- Flag of Singapore
- IOC code: SGP
- NOC: Singapore National Olympic Committee

in Gangwon, South Korea 19 January 2024 – 1 February 2024
- Competitors: 2 in 1 sport
- Flag bearers (opening): Ryo Ong & Amelia Chua
- Flag bearer (closing): TBD
- Medals: Gold 0 Silver 0 Bronze 0 Total 0

Winter Youth Olympics appearances
- 2020; 2024;

= Singapore at the 2024 Winter Youth Olympics =

Singapore is scheduled to compete at the 2024 Winter Youth Olympics in Gangwon, South Korea, from January 19 to February 1, 2024. This will be Singapore's second appearance at the Winter Youth Olympic Games, having competed debuted at the previous edition in 2020.

The Singaporean team consisted of two athletes (one per gender) competing in short track speed skating. Short track speed skaters Ryo Ong and Amelia Chua were the country's flagbearers during the opening ceremony.

==Competitors==
The following is the list of number of competitors (per gender) participating at the games per sport/discipline.

| Sport | Men | Women | Total |
|---|---|---|---|
| Short track speed skating | 1 | 1 | 2 |
| Total | 1 | 1 | 2 |

==Short track speed skating==

Singapore qualified two short track speed skaters (one per gender). Originally Singapore earned one quota, but was later awarded an additional quota as part of the reallocation of unused quota spots process. Singapore's best result was a 13th place finish by Ryo Ong, in the men's 1500 metres event.
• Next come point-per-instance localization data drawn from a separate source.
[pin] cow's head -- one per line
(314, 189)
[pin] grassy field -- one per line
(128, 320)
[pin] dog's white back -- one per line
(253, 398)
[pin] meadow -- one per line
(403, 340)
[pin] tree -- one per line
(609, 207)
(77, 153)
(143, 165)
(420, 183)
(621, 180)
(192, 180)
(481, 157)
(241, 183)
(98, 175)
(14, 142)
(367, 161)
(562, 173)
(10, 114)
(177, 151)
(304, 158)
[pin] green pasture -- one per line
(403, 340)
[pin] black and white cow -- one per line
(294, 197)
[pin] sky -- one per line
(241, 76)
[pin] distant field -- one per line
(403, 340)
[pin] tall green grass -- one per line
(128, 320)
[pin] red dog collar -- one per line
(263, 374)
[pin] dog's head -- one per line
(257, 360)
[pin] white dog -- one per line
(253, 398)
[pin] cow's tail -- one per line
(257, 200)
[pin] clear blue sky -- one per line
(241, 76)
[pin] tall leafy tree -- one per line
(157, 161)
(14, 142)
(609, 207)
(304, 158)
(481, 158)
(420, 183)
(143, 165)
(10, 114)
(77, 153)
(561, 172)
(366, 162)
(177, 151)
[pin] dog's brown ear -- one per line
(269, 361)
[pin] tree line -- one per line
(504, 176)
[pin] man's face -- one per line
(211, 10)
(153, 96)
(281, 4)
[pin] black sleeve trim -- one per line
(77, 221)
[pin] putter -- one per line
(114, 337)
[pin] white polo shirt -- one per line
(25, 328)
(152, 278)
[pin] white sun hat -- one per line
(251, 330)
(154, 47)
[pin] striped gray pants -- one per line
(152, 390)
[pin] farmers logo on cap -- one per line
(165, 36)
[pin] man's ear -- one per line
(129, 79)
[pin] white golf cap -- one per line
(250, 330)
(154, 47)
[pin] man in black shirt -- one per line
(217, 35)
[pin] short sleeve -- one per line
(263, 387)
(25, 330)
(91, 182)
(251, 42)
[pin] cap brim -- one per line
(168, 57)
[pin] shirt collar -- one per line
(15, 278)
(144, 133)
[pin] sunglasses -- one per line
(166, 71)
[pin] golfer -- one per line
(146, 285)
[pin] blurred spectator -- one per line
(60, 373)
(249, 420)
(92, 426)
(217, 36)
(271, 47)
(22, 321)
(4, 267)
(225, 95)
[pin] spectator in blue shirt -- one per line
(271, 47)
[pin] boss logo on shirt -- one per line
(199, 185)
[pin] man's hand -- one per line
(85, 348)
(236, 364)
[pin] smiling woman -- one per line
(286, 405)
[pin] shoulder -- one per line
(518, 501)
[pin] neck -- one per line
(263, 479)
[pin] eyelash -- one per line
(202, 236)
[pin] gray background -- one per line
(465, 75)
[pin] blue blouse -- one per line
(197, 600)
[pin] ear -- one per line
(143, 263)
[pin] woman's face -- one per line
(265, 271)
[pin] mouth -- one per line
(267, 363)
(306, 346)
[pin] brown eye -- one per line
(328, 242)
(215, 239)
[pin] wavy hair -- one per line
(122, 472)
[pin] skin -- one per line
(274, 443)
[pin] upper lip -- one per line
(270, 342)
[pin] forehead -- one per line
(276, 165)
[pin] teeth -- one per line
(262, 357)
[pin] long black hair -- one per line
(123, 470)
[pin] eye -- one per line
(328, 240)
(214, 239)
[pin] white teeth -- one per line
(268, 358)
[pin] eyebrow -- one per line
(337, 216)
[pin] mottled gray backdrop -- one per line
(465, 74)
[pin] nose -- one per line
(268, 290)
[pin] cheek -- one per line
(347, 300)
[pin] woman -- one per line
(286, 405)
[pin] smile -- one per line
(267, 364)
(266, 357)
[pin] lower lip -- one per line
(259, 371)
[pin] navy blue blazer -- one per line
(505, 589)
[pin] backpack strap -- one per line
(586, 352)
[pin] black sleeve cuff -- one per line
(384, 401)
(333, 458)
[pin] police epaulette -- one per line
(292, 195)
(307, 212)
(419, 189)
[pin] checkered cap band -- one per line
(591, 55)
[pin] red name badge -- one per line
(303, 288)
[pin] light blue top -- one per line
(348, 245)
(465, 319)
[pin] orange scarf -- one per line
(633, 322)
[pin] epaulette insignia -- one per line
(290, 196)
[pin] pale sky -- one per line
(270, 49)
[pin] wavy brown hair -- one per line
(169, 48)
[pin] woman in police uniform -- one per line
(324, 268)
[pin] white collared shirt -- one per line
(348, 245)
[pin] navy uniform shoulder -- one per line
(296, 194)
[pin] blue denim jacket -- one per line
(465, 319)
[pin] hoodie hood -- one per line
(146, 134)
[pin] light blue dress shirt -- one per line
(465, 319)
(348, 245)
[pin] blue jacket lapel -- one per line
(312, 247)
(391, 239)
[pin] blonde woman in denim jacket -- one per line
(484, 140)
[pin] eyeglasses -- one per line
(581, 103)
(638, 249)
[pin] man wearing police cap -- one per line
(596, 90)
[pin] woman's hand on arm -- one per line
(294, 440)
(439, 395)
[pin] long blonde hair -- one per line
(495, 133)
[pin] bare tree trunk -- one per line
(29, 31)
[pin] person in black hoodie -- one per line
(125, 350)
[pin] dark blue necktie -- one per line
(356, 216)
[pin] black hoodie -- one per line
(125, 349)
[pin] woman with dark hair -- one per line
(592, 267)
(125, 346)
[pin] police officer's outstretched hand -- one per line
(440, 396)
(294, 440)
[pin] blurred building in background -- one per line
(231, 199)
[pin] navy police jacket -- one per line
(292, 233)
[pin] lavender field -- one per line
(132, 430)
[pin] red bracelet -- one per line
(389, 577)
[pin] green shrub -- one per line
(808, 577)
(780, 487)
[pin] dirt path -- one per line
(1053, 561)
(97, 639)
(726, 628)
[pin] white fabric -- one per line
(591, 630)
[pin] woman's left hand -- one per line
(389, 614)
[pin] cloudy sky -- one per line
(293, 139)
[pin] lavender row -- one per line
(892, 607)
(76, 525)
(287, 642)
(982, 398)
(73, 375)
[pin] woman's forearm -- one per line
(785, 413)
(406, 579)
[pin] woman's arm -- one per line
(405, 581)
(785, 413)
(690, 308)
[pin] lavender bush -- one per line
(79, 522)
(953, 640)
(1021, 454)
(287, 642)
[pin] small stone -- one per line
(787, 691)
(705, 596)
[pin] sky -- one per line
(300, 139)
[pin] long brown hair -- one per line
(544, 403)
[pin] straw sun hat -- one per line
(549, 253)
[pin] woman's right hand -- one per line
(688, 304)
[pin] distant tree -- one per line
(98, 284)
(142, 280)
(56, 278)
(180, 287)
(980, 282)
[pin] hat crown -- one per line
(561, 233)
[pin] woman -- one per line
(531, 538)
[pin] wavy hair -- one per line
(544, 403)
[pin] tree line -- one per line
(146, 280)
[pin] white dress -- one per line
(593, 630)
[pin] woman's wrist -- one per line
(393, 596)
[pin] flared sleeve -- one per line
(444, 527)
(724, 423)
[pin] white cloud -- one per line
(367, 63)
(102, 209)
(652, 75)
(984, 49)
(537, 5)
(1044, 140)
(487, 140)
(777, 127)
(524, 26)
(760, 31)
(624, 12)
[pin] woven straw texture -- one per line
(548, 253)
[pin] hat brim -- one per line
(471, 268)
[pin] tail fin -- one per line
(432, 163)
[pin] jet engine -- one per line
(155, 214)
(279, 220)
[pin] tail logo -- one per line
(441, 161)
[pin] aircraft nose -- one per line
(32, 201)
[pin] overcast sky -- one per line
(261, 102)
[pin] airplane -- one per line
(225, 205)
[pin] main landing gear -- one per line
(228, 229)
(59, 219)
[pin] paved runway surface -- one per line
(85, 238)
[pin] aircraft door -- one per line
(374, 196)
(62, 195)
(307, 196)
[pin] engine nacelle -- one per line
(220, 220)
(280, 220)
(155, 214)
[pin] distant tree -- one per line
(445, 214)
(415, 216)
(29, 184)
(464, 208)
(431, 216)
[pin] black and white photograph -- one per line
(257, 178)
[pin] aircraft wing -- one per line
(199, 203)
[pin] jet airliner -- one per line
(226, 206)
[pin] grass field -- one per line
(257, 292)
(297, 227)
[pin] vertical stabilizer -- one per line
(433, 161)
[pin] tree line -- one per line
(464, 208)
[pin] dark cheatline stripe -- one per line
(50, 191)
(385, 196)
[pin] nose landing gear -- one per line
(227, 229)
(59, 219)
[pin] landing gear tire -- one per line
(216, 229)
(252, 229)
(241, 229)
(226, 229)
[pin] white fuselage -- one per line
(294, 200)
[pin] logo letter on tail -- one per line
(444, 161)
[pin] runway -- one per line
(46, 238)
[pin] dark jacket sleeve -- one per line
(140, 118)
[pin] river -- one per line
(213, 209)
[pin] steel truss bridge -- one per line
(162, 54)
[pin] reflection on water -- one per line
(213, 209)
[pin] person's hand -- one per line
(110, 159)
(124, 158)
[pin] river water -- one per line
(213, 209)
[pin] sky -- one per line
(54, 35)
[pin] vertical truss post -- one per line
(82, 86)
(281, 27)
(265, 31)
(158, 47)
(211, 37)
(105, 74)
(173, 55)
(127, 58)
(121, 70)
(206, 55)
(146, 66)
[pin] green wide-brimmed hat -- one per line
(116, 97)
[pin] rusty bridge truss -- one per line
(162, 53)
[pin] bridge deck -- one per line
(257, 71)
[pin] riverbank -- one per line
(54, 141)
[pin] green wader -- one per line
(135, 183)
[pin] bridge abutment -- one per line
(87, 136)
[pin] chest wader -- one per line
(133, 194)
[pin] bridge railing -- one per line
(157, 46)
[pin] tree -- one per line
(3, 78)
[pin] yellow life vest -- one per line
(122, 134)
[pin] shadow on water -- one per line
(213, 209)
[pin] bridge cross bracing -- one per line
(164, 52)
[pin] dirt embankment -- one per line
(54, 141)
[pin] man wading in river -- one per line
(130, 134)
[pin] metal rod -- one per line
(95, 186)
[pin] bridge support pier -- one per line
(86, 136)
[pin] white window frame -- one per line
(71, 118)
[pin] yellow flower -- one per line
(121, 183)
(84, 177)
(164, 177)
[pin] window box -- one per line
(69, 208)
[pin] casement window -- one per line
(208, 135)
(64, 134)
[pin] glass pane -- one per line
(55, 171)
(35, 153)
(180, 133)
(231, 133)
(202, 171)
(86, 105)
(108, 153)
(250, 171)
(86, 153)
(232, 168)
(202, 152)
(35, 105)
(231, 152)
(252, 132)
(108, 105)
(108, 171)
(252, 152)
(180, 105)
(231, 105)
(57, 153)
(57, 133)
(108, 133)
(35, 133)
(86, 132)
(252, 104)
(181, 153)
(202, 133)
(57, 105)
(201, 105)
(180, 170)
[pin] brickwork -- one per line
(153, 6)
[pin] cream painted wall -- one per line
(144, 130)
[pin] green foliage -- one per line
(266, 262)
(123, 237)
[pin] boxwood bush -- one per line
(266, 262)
This marked the first time an athlete from Singapore advanced to the semifinals of an event at the Winter Youth Olympics.

| Athlete | Event | Heats |  | Quarterfinal |  | Semifinal |  | Final |  |
| Time | Rank | Time | Rank | Time | Rank | Time | Rank |
| Ryo Ong | Men's 500 m | 44.938 | 4 | Did not advance |  |  |  |  |  |
| Men's 1000 m | 1:37.674 | 3 | Did not advance |  |  |  |  |  |
| Men's 1500 m | —N/a |  | 2:25.282 | 3 Q | 2:38.401 | 3 FB | 2:38.401 | 13 |
| Amelia Chua | Women's 500 m | 48.311 | 3 | Did not advance |  |  |  |  |  |
| Women's 1000 m | 1:38.738 | 4 | Did not advance |  |  |  |  |  |
| Women's 1500 m | —N/a |  | 2:42.567 | 6 | Did not advance |  |  |  |

- Ranks are within heats, except finals.